Pipeline 是 sklearn 最值得養成習慣的工具:防 leakage、方便調參、可直接部署。本頁提供可直接複製的模板,從混合型態資料前處理到 GridSearch 整合再到儲存載入。


為什麼要用 Pipeline

三個理由,缺一不可:

  1. 防 leakage:Pipeline 確保 fit 只看訓練集,transform 再套用到驗證/測試集,不會因為「順序搞錯」讓測試資訊污染訓練。
  2. 部署一致性:訓練好的 Pipeline 是一個物件——deploy 時只需要 pipeline.predict(X_new),不需要手動重現前處理步驟。
  3. 調參乾淨GridSearchCV(pipeline, ...) 可以同時調前處理參數和模型超參數,每次 CV 折都完整執行前處理,指標可信。

基礎 Pipeline

from sklearn.pipeline import Pipeline
from sklearn.preprocessing import StandardScaler
from sklearn.linear_model import LogisticRegression

pipe = Pipeline([
    ('scaler', StandardScaler()),
    ('clf', LogisticRegression(max_iter=1000, random_state=42))
])

pipe.fit(X_train, y_train)
pipe.score(X_test, y_test)         # accuracy
pipe.predict(X_test)               # 預測類別
pipe.predict_proba(X_test)[:, 1]   # 預測機率

Pipeline 的步驟除最後一步以外必須實作 transform;最後一步通常是模型。

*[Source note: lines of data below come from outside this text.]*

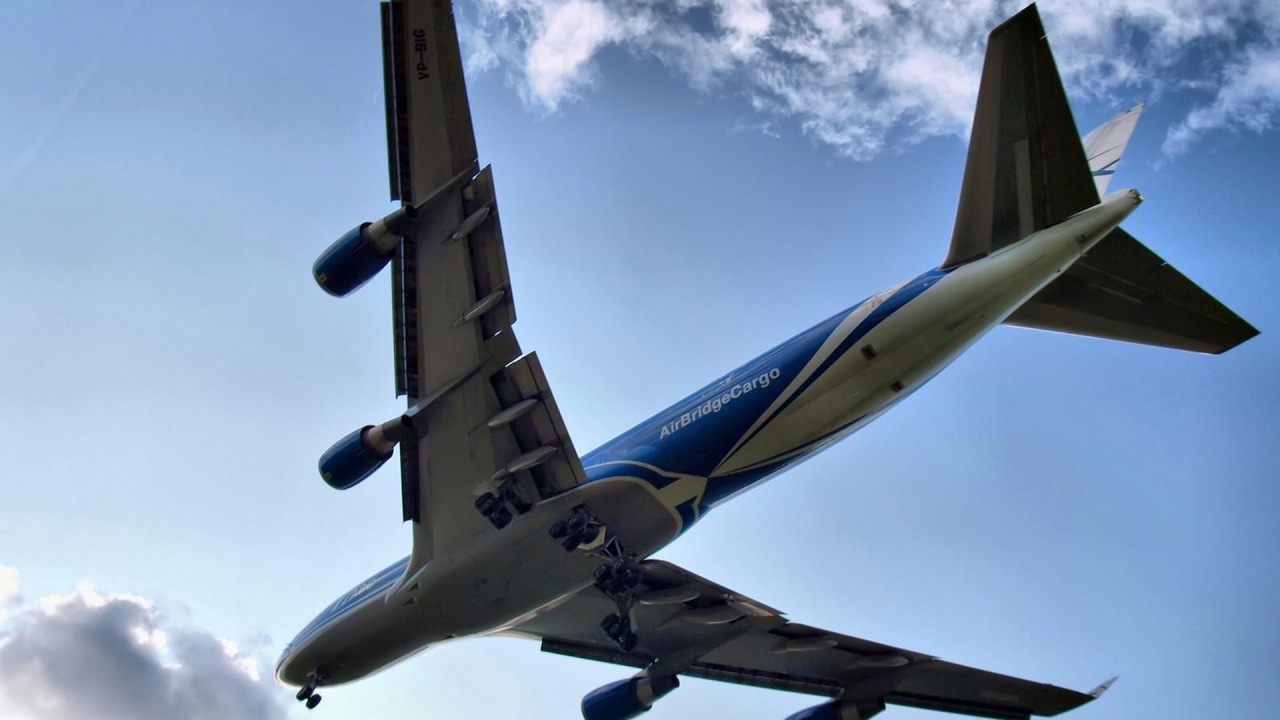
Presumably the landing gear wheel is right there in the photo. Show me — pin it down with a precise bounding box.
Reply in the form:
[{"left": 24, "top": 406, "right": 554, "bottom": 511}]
[
  {"left": 476, "top": 492, "right": 499, "bottom": 515},
  {"left": 600, "top": 612, "right": 622, "bottom": 639},
  {"left": 489, "top": 506, "right": 511, "bottom": 530},
  {"left": 618, "top": 630, "right": 640, "bottom": 652}
]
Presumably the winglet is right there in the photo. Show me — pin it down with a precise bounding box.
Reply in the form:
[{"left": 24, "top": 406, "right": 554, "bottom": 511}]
[{"left": 1089, "top": 675, "right": 1120, "bottom": 700}]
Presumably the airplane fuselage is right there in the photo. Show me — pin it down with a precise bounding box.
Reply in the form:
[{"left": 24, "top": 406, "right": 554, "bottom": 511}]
[{"left": 276, "top": 191, "right": 1142, "bottom": 685}]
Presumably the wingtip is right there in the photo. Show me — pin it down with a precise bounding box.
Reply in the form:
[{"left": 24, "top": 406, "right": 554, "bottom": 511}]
[{"left": 1089, "top": 675, "right": 1120, "bottom": 700}]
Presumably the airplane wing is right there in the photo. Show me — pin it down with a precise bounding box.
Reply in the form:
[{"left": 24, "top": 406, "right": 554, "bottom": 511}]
[
  {"left": 507, "top": 560, "right": 1110, "bottom": 720},
  {"left": 375, "top": 0, "right": 585, "bottom": 578}
]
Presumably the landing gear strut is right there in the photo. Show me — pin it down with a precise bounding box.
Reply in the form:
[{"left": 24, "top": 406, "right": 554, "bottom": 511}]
[{"left": 595, "top": 548, "right": 644, "bottom": 652}]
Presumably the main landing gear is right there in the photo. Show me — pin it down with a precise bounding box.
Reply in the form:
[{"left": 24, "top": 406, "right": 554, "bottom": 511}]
[
  {"left": 552, "top": 505, "right": 604, "bottom": 552},
  {"left": 476, "top": 478, "right": 534, "bottom": 530},
  {"left": 294, "top": 671, "right": 324, "bottom": 710},
  {"left": 595, "top": 547, "right": 644, "bottom": 652},
  {"left": 550, "top": 505, "right": 644, "bottom": 652}
]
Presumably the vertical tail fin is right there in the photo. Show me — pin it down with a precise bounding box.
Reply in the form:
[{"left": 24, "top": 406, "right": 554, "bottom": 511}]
[{"left": 942, "top": 4, "right": 1098, "bottom": 268}]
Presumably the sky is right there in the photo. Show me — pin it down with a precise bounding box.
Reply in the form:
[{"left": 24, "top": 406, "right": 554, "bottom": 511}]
[{"left": 0, "top": 0, "right": 1280, "bottom": 720}]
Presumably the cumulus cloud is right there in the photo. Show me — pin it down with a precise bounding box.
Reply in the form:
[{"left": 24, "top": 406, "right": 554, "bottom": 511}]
[
  {"left": 0, "top": 573, "right": 288, "bottom": 720},
  {"left": 463, "top": 0, "right": 1280, "bottom": 159},
  {"left": 1164, "top": 45, "right": 1280, "bottom": 156}
]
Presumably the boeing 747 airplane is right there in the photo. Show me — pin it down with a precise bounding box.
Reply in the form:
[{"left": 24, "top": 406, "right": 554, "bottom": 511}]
[{"left": 275, "top": 0, "right": 1257, "bottom": 720}]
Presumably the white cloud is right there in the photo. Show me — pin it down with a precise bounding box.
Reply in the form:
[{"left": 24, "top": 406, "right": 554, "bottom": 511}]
[
  {"left": 1164, "top": 45, "right": 1280, "bottom": 156},
  {"left": 0, "top": 584, "right": 289, "bottom": 720},
  {"left": 463, "top": 0, "right": 1280, "bottom": 158}
]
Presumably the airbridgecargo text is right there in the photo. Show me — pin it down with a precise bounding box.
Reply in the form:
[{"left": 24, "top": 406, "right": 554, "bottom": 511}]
[{"left": 658, "top": 368, "right": 782, "bottom": 439}]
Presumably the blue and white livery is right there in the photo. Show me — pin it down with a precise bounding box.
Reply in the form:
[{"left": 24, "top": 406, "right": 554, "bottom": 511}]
[{"left": 276, "top": 0, "right": 1257, "bottom": 720}]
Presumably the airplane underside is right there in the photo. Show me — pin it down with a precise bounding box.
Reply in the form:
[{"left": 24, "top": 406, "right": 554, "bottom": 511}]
[{"left": 276, "top": 0, "right": 1257, "bottom": 720}]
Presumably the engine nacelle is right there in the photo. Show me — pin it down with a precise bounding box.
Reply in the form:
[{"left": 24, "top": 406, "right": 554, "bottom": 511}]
[
  {"left": 582, "top": 673, "right": 680, "bottom": 720},
  {"left": 311, "top": 208, "right": 416, "bottom": 297},
  {"left": 787, "top": 700, "right": 884, "bottom": 720},
  {"left": 320, "top": 424, "right": 398, "bottom": 489}
]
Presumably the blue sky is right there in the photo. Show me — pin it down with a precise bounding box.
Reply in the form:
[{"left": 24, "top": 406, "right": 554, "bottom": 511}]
[{"left": 0, "top": 0, "right": 1280, "bottom": 720}]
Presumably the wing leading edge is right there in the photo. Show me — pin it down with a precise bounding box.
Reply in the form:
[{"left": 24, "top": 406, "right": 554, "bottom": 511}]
[{"left": 508, "top": 560, "right": 1111, "bottom": 720}]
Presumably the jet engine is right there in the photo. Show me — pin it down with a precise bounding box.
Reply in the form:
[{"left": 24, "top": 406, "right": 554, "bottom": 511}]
[
  {"left": 582, "top": 673, "right": 680, "bottom": 720},
  {"left": 311, "top": 208, "right": 417, "bottom": 297},
  {"left": 787, "top": 700, "right": 884, "bottom": 720},
  {"left": 320, "top": 418, "right": 404, "bottom": 489}
]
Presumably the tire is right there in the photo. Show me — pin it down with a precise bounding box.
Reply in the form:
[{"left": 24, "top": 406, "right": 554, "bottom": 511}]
[
  {"left": 618, "top": 630, "right": 640, "bottom": 652},
  {"left": 476, "top": 492, "right": 498, "bottom": 515},
  {"left": 600, "top": 612, "right": 622, "bottom": 638},
  {"left": 489, "top": 507, "right": 511, "bottom": 530}
]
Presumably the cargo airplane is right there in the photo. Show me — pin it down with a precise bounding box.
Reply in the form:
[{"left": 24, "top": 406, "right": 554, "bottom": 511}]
[{"left": 275, "top": 0, "right": 1257, "bottom": 720}]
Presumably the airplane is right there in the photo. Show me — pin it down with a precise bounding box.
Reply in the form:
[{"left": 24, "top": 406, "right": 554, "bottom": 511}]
[{"left": 275, "top": 0, "right": 1257, "bottom": 720}]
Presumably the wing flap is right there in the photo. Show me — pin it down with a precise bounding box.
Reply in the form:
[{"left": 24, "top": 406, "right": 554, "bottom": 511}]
[
  {"left": 462, "top": 165, "right": 516, "bottom": 337},
  {"left": 490, "top": 352, "right": 586, "bottom": 500}
]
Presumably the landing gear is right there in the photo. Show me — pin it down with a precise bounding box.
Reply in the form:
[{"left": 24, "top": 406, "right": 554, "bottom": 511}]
[
  {"left": 476, "top": 492, "right": 511, "bottom": 530},
  {"left": 476, "top": 478, "right": 534, "bottom": 530},
  {"left": 595, "top": 548, "right": 644, "bottom": 652},
  {"left": 550, "top": 505, "right": 644, "bottom": 652},
  {"left": 550, "top": 505, "right": 604, "bottom": 552},
  {"left": 294, "top": 671, "right": 325, "bottom": 710},
  {"left": 600, "top": 612, "right": 640, "bottom": 652}
]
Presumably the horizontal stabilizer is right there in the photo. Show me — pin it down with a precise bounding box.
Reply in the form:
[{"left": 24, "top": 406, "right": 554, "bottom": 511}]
[
  {"left": 1005, "top": 228, "right": 1258, "bottom": 355},
  {"left": 1080, "top": 104, "right": 1143, "bottom": 195}
]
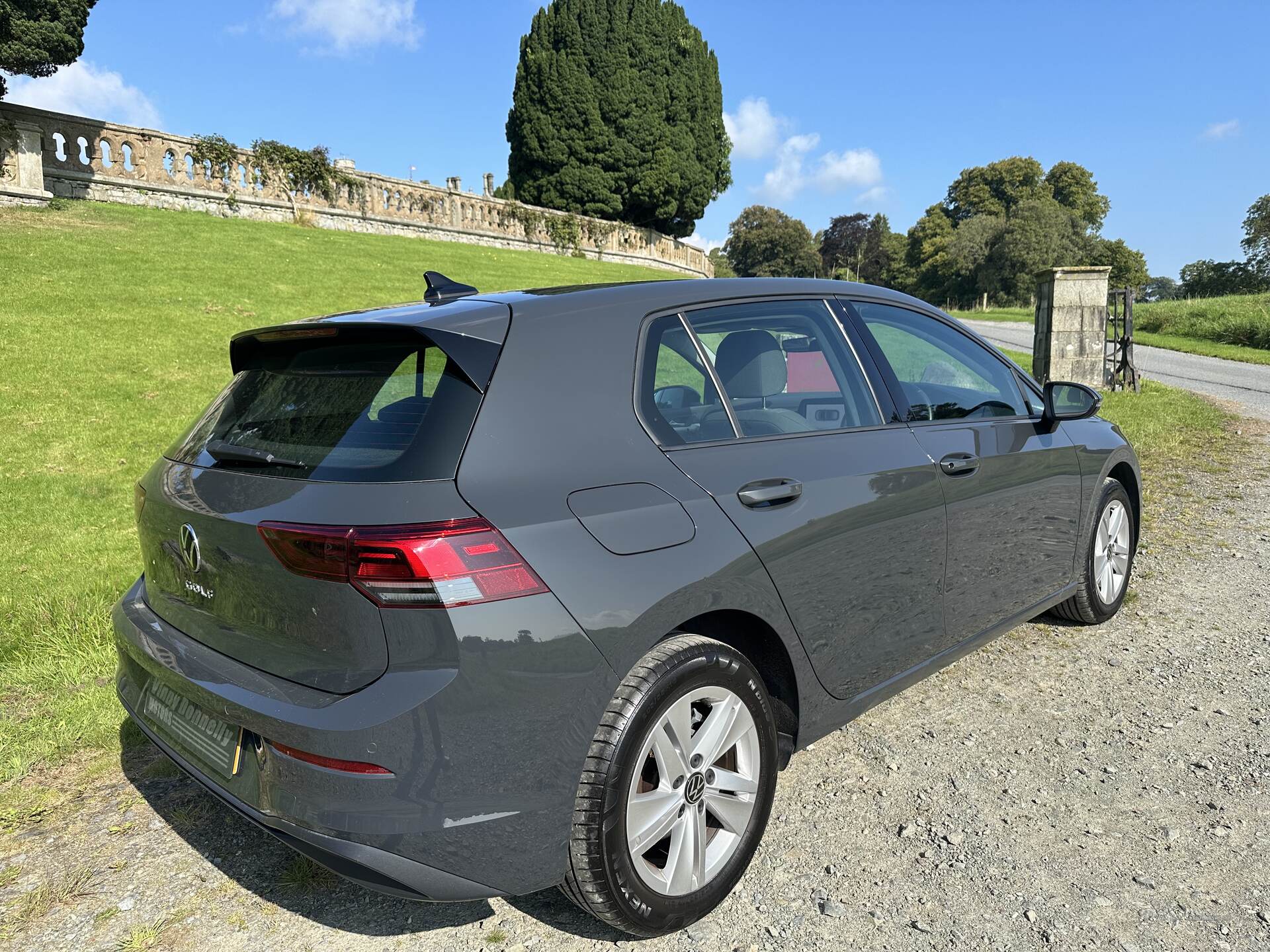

ColumnTransformer:處理混合型態資料

實務資料幾乎都是混合型態(數值 + 類別),ColumnTransformer 讓不同欄位走不同前處理管道。

import pandas as pd
from sklearn.pipeline import Pipeline
from sklearn.compose import ColumnTransformer
from sklearn.preprocessing import StandardScaler, OneHotEncoder, OrdinalEncoder
from sklearn.impute import SimpleImputer
from sklearn.ensemble import GradientBoostingClassifier

# --- 定義欄位類型 ---
num_cols = ['age', 'income', 'tenure']
cat_onehot_cols = ['city', 'product_type']          # 低基數類別 → OneHot
cat_ordinal_cols = ['education']                    # 有序類別 → Ordinal

# --- 各管道 ---
num_pipe = Pipeline([
    ('imputer', SimpleImputer(strategy='median')),
    ('scaler',  StandardScaler()),
])

cat_onehot_pipe = Pipeline([
    ('imputer', SimpleImputer(strategy='most_frequent')),
    ('encoder', OneHotEncoder(handle_unknown='ignore', sparse_output=False)),
])

cat_ordinal_pipe = Pipeline([
    ('imputer', SimpleImputer(strategy='most_frequent')),
    ('encoder', OrdinalEncoder(
        categories=[['High School', 'Bachelor', 'Master', 'PhD']],
        handle_unknown='use_encoded_value',
        unknown_value=-1
    )),
])

# --- 組合 ---
preprocessor = ColumnTransformer([
    ('num',         num_pipe,          num_cols),
    ('cat_onehot',  cat_onehot_pipe,   cat_onehot_cols),
    ('cat_ordinal', cat_ordinal_pipe,  cat_ordinal_cols),
], remainder='drop')  # 其餘欄位丟掉;用 'passthrough' 原樣保留

# --- 完整 Pipeline ---
full_pipe = Pipeline([
    ('preprocessor', preprocessor),
    ('clf', GradientBoostingClassifier(random_state=42)),
])

full_pipe.fit(X_train, y_train)

常用 Transformer 速查

Transformer 適用情境 重要參數
SimpleImputer 填補缺失值 strategy: mean/median/most_frequent/constant
StandardScaler 線性模型、SVM、KNN、NN
MinMaxScaler 需要 [0,1] 範圍 feature_range
RobustScaler 離群值多時 quantile_range
OneHotEncoder 低基數名義類別(< ~20) handle_unknown='ignore'(上線安全)
OrdinalEncoder 有序類別、樹模型 categories 明確指定順序
TargetEncoder 高基數類別(sklearn ≥ 1.3) smooth, 內建 CV 防 leakage
PowerTransformer 讓數值更接近常態分布 method='yeo-johnson'(支援負值)
PolynomialFeatures 加入交互項與多項式特徵 degree, interaction_only
SelectKBest / SelectFromModel 特徵選擇 放在 preprocessor 後、模型前

自訂 Transformer

當內建 transformer 不夠用時,繼承 BaseEstimator + TransformerMixin

from sklearn.base import BaseEstimator, TransformerMixin
import numpy as np

class LogTransformer(BaseEstimator, TransformerMixin):
    """對指定欄位做 log1p 轉換(支援 Pipeline fit/transform 介面)。"""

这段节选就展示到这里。